Lymantria dispar caterpillars are out and about

Oaks and many other trees are likely to be defoliated by Lymantria dispar, formerly gypsy moth, this summer in many areas of Lower Michigan.

Gypsy moth larva
Lymantria dispar larva. Photo by Karla Salp, Washington State Department of Agriculture,

Lymantria dispar, formerly gypsy moth, caterpillars feed on the leaves of oaks, aspen, crabapple and 300 other species trees from late May to early or mid-July. When outbreaks occur in oak or aspen forests, more than one million caterpillars per acre can be feeding on tree leaves. Furthermore, each caterpillar can consume up to 9 square feet of leaf area during the six to seven weeks of feeding. This means trees in landscapes as well as forests can be entirely defoliated by late June. Fortunately, most hardwood trees are able to produce new leaves two to three weeks later, after the caterpillars have finished their feeding.

Outbreaks of Lymantria dispar are not frequent, but when they occur, it can be unpleasant to live, work or recreate in a neighborhood, campground or other affected areas.

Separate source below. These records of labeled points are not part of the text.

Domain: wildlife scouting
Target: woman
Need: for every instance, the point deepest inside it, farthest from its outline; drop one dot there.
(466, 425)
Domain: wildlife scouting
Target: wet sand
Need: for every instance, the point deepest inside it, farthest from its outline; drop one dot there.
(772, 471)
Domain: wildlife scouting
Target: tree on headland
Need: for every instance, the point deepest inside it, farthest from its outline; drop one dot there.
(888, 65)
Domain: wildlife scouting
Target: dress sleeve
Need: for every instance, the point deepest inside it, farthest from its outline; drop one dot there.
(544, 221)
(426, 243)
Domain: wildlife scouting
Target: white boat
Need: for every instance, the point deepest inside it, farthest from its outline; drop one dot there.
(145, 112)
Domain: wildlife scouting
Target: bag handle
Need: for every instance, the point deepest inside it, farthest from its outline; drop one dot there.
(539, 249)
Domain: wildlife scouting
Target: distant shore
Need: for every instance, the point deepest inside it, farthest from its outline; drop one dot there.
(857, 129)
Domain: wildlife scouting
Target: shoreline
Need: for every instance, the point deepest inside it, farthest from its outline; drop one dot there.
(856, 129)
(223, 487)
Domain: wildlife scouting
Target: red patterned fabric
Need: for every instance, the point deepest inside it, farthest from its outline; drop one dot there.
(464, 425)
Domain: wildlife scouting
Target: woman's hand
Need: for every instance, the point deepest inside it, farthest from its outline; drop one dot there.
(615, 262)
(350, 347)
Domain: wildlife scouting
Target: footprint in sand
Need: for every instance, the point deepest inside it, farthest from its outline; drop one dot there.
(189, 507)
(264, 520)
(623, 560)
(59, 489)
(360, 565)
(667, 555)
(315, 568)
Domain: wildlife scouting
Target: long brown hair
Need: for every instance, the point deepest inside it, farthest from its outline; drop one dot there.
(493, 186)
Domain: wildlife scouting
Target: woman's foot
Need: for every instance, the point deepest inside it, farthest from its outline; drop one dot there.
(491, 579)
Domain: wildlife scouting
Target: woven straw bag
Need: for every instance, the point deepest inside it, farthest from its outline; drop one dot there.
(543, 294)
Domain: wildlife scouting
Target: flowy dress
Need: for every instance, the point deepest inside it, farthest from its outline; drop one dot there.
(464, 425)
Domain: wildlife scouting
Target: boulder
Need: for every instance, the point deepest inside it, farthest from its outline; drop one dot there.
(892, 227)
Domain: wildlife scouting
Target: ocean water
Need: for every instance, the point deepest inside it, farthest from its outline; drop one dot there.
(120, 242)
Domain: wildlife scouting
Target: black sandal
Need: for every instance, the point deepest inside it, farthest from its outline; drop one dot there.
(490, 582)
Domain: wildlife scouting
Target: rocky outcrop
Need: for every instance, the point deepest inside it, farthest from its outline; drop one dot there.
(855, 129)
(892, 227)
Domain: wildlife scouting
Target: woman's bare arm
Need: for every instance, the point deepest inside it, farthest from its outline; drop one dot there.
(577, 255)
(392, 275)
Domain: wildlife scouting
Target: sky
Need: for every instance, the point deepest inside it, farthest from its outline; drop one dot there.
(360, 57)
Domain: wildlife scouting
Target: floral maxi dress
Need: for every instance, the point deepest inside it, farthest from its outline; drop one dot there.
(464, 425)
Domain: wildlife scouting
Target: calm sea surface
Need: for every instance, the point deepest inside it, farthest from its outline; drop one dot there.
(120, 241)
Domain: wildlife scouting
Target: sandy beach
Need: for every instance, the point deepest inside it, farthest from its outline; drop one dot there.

Several locations in Lower Michigan experienced Lymantria dispar outbreaks during the past year and populations may be high in some areas again this summer.

Lymantria dispar eggs hatch between mid- to late May across much of Lower Michigan. Young, small caterpillars are rarely noticed and cause little defoliation. As they feed, however, the caterpillars grow and consume more and more leaf tissue (see the Lymantria dispar life cycle.)

Information to help you recognize and know what to expect from Lymantria dispar, along with options to protect trees on your property, can be found at the new Lymantria dispar page at Michigan State University’s Integrated Pest Management website.

You can also use the MSU Enviroweather Lymantria Dispar Treatment Map and the MSU Enviroweather Lymantria Dispar Egg Hatch Prediction to help track and manage Lymantria dispar populations.

This insect, which is native to Europe and parts of Asia, arrived in the northeastern U.S. in the mid-1860s and has been spreading ever since. Populations of Lymantria dispar have been in Michigan since the 1980s and the first big outbreaks occurred across much of Lower Michigan in the 1990s. During the past 20 years, Lymantria dispar populations have occasionally reached high levels in some locations in Michigan, but it can be anywhere from five to 15 years between outbreaks. Lymantria dispar density usually stays high for two to three years in an area before disease and other natural enemies drive the population back to low levels. Read more about that at A Virus and a Fungal Disease Cause Lymantria Dispar Outbreaks to Collapse from MSU.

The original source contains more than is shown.